Sauzal Bonito, a 150 km da capital Neuquén, é o povoado onde mais intensamente são sentidos os sismos e seus efeitos. Fica próximo a Fortin de Piedra, o principal campo produtor de Vaca Muerta. Lá vive o casal de idosos Carlos e Noemi Peréz, cuja casa está cheia de rachaduras causadas pelos tremores. Como não havia tremores antes, as construções do povoado não contam com estruturas antissísmicas.

A população indígena de Neuquén também é afetada: a liderança Mapuche Diego Rosales conta que a comunidade Fvta Xayen está no local há cerca de cem anos. As famílias de lá viviam tranquilas até 2013. Foi quando as empresas começaram a praticar a técnica do fraturamento hidráulico na região. E agora, além da atividade, lutam com supostos “proprietários da terra” que surgiram após isso e contra os impactos ambientais, reitera a Folha.

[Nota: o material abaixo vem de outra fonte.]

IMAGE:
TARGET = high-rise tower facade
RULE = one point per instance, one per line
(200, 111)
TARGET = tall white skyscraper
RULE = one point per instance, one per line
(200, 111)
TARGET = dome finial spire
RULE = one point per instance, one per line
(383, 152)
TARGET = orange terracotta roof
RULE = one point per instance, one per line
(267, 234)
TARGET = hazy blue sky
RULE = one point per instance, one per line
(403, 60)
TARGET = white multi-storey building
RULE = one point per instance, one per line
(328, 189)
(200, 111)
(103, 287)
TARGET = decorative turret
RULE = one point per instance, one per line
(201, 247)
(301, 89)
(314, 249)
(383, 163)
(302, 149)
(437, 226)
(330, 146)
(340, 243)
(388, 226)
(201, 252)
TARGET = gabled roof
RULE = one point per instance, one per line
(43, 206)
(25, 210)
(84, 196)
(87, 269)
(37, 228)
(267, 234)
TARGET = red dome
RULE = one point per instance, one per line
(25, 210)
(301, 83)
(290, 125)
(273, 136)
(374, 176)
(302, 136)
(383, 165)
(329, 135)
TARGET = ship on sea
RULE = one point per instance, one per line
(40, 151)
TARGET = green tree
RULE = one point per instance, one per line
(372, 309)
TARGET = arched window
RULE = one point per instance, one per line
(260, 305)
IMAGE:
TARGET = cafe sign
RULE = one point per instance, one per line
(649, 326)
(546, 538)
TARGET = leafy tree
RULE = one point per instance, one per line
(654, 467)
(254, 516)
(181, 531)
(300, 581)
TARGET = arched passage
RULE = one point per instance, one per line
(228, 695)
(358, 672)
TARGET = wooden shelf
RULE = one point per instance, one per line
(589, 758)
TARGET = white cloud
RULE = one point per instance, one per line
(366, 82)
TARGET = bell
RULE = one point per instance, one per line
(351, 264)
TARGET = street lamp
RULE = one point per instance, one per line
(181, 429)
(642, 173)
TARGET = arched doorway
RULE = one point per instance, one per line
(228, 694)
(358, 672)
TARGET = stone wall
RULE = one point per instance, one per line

Embora cerca de 45% do gás fóssil da Argentina saia de Vaca Muerta e, em Neuquén, 60% do orçamento venha de contribuições das petroleiras, 38,4% da população está abaixo da linha da pobreza, segundo o Instituto Nacional de Estatísticas e Censos (INDEC).  “As pessoas não têm banheiro em casa, mas têm um poço de petróleo ao lado”, conta uma trabalhadora da área de saúde em Valentina Norte Rural, bairro periférico na zona oeste da capital, que pediu para ter sua identidade preservada.

A inauguração do “gasoduto do fracking” foi noticiada também por Bloomberg Línea, Petróleo Hoje e Petronotícias.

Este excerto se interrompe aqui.